When you have spent 2 years being treated badly with eye rolling, dirty looks, and outright negative comments from a daughter who is completing for dad’s attention you learn one thing, take yourself out of the game. Competing with a biological child gets you no where, but looking like the bad guy. I realized I became the scapegoat for all that was wrong with his daughter. Her bad grades her attitude, her spoiled behavior. This was always turned around on me and how I was mean to her or picking on her. Once I took myself out of the target range, dad had to own up to her true personality. Once I took myself out of her reach, she turned her sights to her little brother. Everything became his fault. Dad didn’t buy in to that one so easily. Slowly but surely, dad see’s. However, that wasn’t the goal for me. Some people never see and you can’t make them.

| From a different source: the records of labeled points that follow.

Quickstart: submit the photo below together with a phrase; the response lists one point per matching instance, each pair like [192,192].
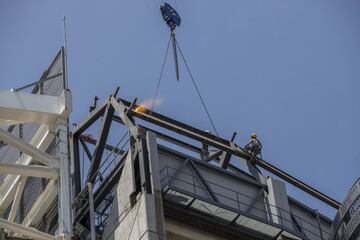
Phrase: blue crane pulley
[170,16]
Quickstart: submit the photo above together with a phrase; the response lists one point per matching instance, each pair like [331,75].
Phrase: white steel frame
[52,113]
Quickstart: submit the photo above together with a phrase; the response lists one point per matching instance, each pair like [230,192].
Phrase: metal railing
[237,202]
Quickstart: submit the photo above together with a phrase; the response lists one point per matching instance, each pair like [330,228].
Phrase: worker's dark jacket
[254,146]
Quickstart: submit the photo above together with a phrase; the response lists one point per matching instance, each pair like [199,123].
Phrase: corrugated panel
[8,154]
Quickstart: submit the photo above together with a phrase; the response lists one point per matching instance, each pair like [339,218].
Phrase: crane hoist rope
[172,19]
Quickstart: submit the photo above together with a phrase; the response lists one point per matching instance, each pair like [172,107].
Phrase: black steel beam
[100,145]
[212,224]
[225,145]
[101,192]
[202,180]
[107,146]
[89,120]
[86,148]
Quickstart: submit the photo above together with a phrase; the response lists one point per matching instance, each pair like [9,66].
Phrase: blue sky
[288,70]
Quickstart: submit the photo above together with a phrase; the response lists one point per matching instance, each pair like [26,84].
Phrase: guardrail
[237,202]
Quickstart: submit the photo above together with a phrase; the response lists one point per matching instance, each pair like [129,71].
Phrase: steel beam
[27,148]
[17,198]
[86,148]
[225,145]
[41,205]
[75,163]
[26,231]
[42,139]
[100,145]
[26,107]
[29,170]
[93,142]
[121,110]
[93,116]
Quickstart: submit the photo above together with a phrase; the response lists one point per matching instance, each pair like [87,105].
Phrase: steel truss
[51,114]
[121,111]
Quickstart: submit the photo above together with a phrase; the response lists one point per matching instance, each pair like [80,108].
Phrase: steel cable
[160,77]
[196,87]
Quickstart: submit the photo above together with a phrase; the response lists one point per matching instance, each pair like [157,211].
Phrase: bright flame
[148,104]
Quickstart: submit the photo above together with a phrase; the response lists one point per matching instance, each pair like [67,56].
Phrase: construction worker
[253,147]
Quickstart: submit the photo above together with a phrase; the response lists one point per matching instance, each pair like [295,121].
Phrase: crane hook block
[170,16]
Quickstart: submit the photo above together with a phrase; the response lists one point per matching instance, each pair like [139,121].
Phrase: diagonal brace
[29,170]
[28,149]
[100,145]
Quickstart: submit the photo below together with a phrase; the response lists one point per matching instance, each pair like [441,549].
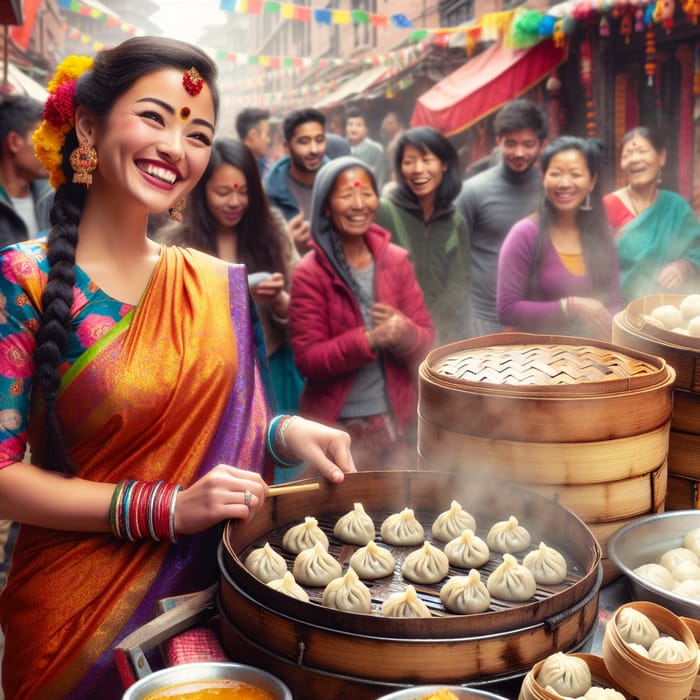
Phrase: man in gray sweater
[492,201]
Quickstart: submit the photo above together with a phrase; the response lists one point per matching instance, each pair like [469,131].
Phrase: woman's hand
[391,328]
[594,313]
[321,447]
[219,495]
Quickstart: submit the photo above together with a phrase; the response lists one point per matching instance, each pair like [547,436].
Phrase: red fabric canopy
[484,84]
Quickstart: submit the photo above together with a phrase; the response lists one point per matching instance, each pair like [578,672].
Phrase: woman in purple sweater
[558,270]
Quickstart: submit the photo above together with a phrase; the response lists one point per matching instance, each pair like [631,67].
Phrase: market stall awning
[484,84]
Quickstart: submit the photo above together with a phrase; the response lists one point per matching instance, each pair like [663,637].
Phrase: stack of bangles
[141,509]
[277,444]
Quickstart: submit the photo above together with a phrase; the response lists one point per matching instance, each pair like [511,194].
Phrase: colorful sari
[172,390]
[666,232]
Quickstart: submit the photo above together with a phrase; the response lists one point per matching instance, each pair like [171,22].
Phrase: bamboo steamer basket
[644,678]
[683,353]
[580,421]
[320,652]
[600,676]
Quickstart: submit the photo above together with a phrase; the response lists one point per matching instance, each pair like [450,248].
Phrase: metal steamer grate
[539,365]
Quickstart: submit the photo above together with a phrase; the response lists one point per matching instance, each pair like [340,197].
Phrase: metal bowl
[643,542]
[422,691]
[205,671]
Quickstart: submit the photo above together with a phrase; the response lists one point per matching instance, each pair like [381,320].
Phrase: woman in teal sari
[656,231]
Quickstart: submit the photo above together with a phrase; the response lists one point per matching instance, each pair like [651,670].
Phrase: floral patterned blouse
[94,313]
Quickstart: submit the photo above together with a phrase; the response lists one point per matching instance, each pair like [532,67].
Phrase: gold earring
[83,160]
[176,211]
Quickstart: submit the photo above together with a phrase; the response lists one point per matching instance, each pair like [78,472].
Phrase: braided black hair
[114,71]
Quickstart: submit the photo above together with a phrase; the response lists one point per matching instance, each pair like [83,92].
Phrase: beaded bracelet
[275,437]
[141,509]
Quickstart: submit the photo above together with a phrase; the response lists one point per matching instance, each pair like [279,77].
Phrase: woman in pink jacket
[359,325]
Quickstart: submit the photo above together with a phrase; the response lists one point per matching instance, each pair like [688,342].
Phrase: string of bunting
[304,13]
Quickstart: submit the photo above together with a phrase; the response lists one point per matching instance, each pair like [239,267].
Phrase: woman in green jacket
[419,212]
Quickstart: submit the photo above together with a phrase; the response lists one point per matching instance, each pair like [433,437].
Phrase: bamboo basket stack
[580,421]
[631,329]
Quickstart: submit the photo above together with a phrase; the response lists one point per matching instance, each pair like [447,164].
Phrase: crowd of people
[158,374]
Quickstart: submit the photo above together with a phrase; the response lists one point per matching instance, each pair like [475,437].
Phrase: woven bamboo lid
[520,362]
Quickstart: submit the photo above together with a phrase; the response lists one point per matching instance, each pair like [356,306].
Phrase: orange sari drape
[172,391]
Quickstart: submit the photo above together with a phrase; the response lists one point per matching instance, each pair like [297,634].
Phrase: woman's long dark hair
[597,244]
[113,73]
[425,139]
[258,232]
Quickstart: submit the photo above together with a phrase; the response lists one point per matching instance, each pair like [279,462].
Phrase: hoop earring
[83,160]
[176,211]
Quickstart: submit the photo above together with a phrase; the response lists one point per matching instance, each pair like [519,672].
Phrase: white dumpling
[690,306]
[508,536]
[511,581]
[673,557]
[426,565]
[316,567]
[597,693]
[566,675]
[468,551]
[657,575]
[289,586]
[686,570]
[304,536]
[689,588]
[355,527]
[402,529]
[465,595]
[265,563]
[636,628]
[691,541]
[348,593]
[669,315]
[405,604]
[372,561]
[452,522]
[669,650]
[547,564]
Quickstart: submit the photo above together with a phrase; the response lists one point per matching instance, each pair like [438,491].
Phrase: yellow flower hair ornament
[59,116]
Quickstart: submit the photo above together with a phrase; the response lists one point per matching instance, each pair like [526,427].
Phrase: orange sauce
[210,690]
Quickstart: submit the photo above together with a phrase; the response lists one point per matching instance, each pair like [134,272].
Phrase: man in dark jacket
[25,195]
[290,180]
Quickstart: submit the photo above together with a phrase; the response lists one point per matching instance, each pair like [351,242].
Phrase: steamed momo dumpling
[405,604]
[669,315]
[511,581]
[690,306]
[547,564]
[316,567]
[636,628]
[465,595]
[452,522]
[355,527]
[467,551]
[402,529]
[566,675]
[372,561]
[673,557]
[348,593]
[265,563]
[508,536]
[669,650]
[304,536]
[426,565]
[657,575]
[289,586]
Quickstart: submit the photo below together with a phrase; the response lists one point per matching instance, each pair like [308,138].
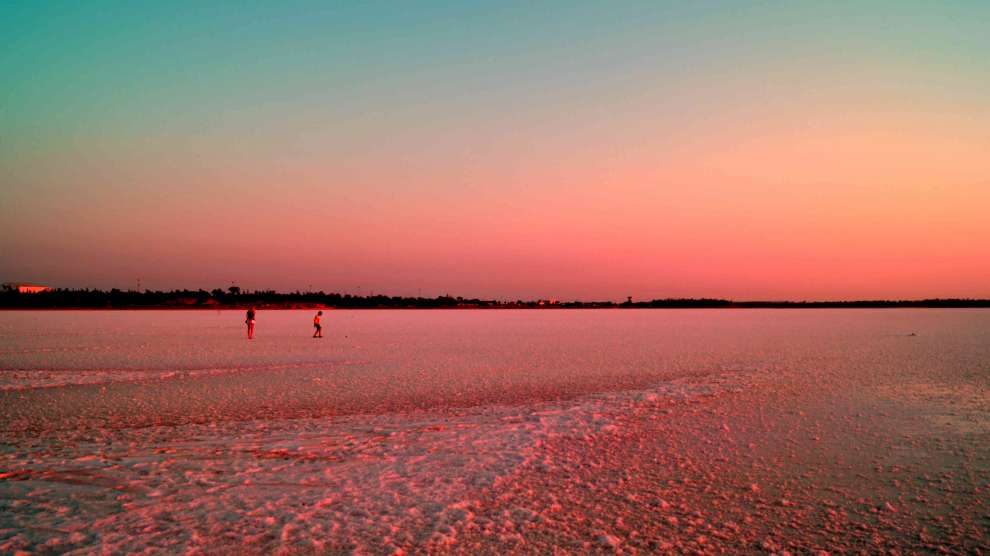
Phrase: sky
[567,150]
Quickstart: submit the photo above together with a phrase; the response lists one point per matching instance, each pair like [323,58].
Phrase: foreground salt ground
[781,439]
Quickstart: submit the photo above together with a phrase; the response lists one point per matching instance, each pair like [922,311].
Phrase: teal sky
[553,149]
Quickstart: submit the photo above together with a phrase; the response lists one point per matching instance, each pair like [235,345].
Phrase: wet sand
[839,444]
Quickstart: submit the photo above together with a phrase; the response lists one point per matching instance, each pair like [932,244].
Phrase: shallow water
[123,430]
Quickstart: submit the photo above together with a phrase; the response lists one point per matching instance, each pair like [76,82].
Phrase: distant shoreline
[234,299]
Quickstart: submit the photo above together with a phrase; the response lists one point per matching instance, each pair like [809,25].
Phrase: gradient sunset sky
[764,150]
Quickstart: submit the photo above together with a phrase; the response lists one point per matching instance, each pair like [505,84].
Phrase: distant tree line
[234,297]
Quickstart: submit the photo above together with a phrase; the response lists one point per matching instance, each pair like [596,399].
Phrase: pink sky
[718,163]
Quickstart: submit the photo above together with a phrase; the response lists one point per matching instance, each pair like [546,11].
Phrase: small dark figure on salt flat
[317,329]
[250,322]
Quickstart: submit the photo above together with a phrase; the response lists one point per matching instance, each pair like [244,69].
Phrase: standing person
[250,322]
[317,329]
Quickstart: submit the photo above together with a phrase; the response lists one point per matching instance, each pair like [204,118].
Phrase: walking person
[250,322]
[317,329]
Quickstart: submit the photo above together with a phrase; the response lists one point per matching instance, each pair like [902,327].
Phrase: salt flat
[496,431]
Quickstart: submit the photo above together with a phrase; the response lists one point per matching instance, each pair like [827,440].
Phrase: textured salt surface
[496,432]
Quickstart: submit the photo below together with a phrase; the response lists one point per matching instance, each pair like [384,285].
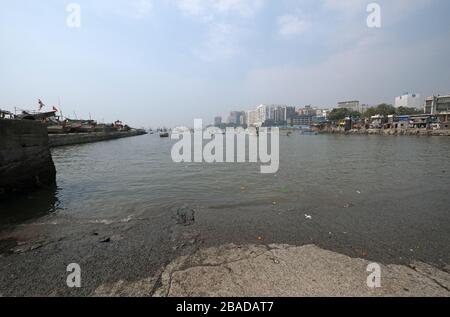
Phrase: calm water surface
[362,190]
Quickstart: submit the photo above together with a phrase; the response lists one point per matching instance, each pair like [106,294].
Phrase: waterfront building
[251,117]
[301,120]
[307,111]
[217,121]
[350,105]
[408,100]
[439,106]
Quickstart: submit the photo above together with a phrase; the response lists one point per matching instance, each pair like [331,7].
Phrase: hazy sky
[166,62]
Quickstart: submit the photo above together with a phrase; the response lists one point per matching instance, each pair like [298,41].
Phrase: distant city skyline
[161,63]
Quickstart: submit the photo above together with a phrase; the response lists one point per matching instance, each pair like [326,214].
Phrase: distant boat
[164,133]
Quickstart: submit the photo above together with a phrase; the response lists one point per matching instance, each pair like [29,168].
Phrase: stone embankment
[56,140]
[25,159]
[292,271]
[411,132]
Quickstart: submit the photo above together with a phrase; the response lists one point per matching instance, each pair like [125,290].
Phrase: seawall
[25,159]
[411,132]
[56,140]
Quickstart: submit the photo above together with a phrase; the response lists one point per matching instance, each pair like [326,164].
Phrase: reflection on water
[24,207]
[391,181]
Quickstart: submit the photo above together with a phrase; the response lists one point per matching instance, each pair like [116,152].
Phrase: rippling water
[394,189]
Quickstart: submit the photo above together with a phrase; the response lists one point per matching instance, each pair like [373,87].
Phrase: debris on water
[105,240]
[185,216]
[284,190]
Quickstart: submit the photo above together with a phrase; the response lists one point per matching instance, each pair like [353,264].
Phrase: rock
[185,216]
[25,159]
[259,271]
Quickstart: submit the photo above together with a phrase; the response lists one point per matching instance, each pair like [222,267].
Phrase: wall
[25,159]
[56,140]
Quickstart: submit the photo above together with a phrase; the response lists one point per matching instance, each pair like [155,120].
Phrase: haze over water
[386,196]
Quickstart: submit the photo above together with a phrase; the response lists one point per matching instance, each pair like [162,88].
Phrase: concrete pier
[25,159]
[56,140]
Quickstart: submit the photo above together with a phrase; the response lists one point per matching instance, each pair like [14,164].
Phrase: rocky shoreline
[409,132]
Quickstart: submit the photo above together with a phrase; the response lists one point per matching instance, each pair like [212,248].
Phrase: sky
[154,63]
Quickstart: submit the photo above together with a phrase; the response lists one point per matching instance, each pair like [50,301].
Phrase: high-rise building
[350,105]
[408,100]
[217,121]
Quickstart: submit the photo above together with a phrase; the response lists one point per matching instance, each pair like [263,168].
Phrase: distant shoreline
[396,132]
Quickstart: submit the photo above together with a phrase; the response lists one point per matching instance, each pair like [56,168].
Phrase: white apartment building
[408,100]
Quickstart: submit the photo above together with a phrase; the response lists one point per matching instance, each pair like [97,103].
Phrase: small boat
[164,133]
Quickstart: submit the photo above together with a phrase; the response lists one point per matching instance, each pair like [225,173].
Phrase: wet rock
[185,216]
[105,240]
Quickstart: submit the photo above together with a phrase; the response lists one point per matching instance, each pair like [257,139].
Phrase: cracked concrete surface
[283,270]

The true goal of disengagement is selfish. Its to keep your own sanity, to keep your frustration levels low, and to stop letting people treat you as a doormat. I’m never mean or disrespectful to the children, never. However, I am not their biological parent and thus they are not my priority. My priorities are me, my relationship with Michael, and now our son who will be here soon. I don’t involve myself in duties that are not my responsibility. I don’t have to taxi the children everywhere. There are things I need to take care of on the weekends. That is my time to get our home in order, run errands, and exercise. This was always Michael’s time to entertain and spend money on the children and I was expected to follow along with no say so. Something I never could enjoy. I don’t have to help the kids with homework. I will, but only if I choose to and only if I see that it is beneficial.
Unfortunately, his daughter gets none of my help anymore. No matter what the punishment, encouragement, or help, she brings home F’s for no good reason beyond laziness. I used to feel so responsible for this. As if I needed to step in and intervene. What I found is anger and frustration for wasting my time. Not anymore. I have learned a valuable lesson in this situation, you don’t control everything and you aren’t responsible for others’ actions. There is no reason to feel guilty for doing for yourself first and allowing the children’s parents to own up to their own responsibility. When you don’t, you lose yourself and that leads to a very scary place.
An interesting side affect to all of this is that dad has actually become more involved in the “hard stuff” of parenting. He isn’t where he should be and he certainly still spoils and coddles, but he is a bit better. As for me, I love this dynamic. I haven’t been so comfortable in our relationship as I am right now.